Saturday, July 23, 2005

Sudoku challenge

Can u make a program in any language that generates and solves a sudoku??!
All those interested welcome for a discussion here...!

Sunday, July 17, 2005

TechknowMath update

All participants are requested to send in their projects by mail to techknowmath@gmail.com
latest by next week...that is by 22nd July..
The shortlisted ones will be asked to explain their projects later...
Those of you who can't mail it to gmail, you can mail them to techknowmath@yahoo.co.in
Also those who don't have internet facility can give us the hard copy of the program...

Wednesday, July 13, 2005

Class 10 Maths Quiz

Finally!!
Had it in the AVH, of course...There were 4 rounds--Logic, Visual, Rapid Fire, and Mixed Bag.
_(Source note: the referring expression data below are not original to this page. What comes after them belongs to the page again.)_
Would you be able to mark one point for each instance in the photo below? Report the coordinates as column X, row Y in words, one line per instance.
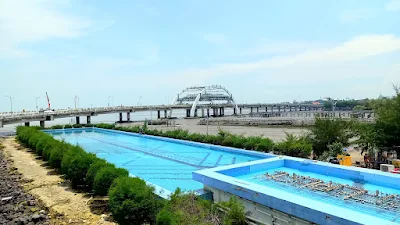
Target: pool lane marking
column 204, row 159
column 152, row 154
column 218, row 160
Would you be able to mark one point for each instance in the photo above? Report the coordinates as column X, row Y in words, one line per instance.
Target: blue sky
column 262, row 51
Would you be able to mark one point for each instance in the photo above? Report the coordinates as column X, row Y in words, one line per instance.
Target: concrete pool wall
column 149, row 163
column 224, row 181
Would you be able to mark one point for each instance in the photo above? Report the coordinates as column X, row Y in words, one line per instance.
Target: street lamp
column 37, row 108
column 9, row 97
column 109, row 100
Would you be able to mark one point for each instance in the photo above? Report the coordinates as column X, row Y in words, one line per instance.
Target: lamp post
column 9, row 97
column 37, row 107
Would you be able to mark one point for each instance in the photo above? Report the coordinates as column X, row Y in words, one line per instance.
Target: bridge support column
column 187, row 112
column 42, row 125
column 128, row 116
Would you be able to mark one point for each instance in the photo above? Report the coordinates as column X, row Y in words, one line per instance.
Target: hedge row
column 291, row 146
column 131, row 200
The 10thees were a little overexcited(hence, hard to discipline :-) )
Most of the teams were able to crack the logic questions. Visuals were welcomed with enthusiasm and generally people enjoyed them. Rapid fire came as an initial shock to the 1st team we started with, i guess, but wasn't much of a problem for others. Honestly, they all needed to improve the speed of their calculations. They were more comfortable with the mixed bag round because it is typical of quizes and was scoring.

The results:
10 G 1st
10 A 2nd(Nipun and Anant)

The others will be put up shortly.

Monday, July 11, 2005

Maths Society Updates


Tech - Know - Math Competiton on Monday Next Week.
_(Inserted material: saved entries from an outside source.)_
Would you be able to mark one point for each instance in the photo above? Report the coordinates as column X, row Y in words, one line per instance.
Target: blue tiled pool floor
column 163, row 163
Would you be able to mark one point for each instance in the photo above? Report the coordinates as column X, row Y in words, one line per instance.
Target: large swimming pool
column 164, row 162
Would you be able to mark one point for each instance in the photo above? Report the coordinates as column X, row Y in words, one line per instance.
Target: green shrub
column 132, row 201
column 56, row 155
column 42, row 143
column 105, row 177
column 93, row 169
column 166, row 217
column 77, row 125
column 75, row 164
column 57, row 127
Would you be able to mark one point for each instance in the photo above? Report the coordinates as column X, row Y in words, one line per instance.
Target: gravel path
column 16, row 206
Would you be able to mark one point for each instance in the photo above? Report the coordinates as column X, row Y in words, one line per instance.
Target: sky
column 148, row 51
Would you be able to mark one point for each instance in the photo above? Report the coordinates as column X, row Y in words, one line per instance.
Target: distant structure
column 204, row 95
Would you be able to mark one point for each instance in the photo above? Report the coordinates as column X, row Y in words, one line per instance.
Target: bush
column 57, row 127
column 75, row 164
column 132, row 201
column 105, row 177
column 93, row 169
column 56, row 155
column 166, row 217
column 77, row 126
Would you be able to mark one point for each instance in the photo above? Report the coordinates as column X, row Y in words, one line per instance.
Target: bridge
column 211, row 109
Watch this space for the results and thw winners.

Saturday, July 09, 2005

Members

All those interested in joining the society must submit and essay or a short write up on "Why I like Maths .." and achievements if any, either to any of the existing members, leave details in the comments, or mail to mathematical-society@googlegroups.com. Also please mention if you are a member of Maths Lab or not.

Competition Update

1. Final round of Class 10 Maths quiz -- On 13th July, 5th and 6th period
2. Tech-know-math -- Programming on 18th July, 1st and 2nd Periods lab 3 and 4.
3. Tech-know-Math-- Ppt to be submitted within next week

Hope u all enjoy it....

Monday, July 04, 2005

Man recites pi from memory to 83,431 places

TOKYO - A Japanese psychiatric counselor has recited pi to 83,431 decimal places from memory, breaking his own personal best of 54,000 digits and setting an unofficial world record, a media report said Saturday.
Akira Haraguchi, 59, had begun his attempt to recall the value of pi - a mathematical value that has an infinite number of decimal places - at a public hall in Chiba city, east of Tokyo, on Friday morning and appeared to give up by noon after only reaching 16,000 decimal places, the Tokyo Shimbun said on its Web site.
But a determined Haraguchi started anew and had broken his old record on Friday evening, about 11 hours after first sitting down to his task, the paper said.
He reached the 80,000-digit mark after midnight early Saturday, according to the paper, which had a photo showing Haraguchi with his eyes closed, his face contorted in concentration.
If verified and recognized by the Guinness Book of Records, Haraguchi's feat would beat his own previous best - currently under review - of 54,000 digits. The official current record-holder, also Japanese, calculated pi from memory to 42,195 decimal places in 1995.
Pi, usually given as an abbreviated 3.14, is the ratio of the circumference to the diameter of a circle. The number has fascinated and confounded mathematicians for centuries.
Aided by a supercomputer, a University of Tokyo mathematician set the world record for figuring out pi to 1.24 trillion decimal places in 2002.
Researchers say that calculating pi to more than about 1,000 decimal places has not much purpose in math or engineering, though mathematicians have done so to test the accuracy and limits of supercomputers.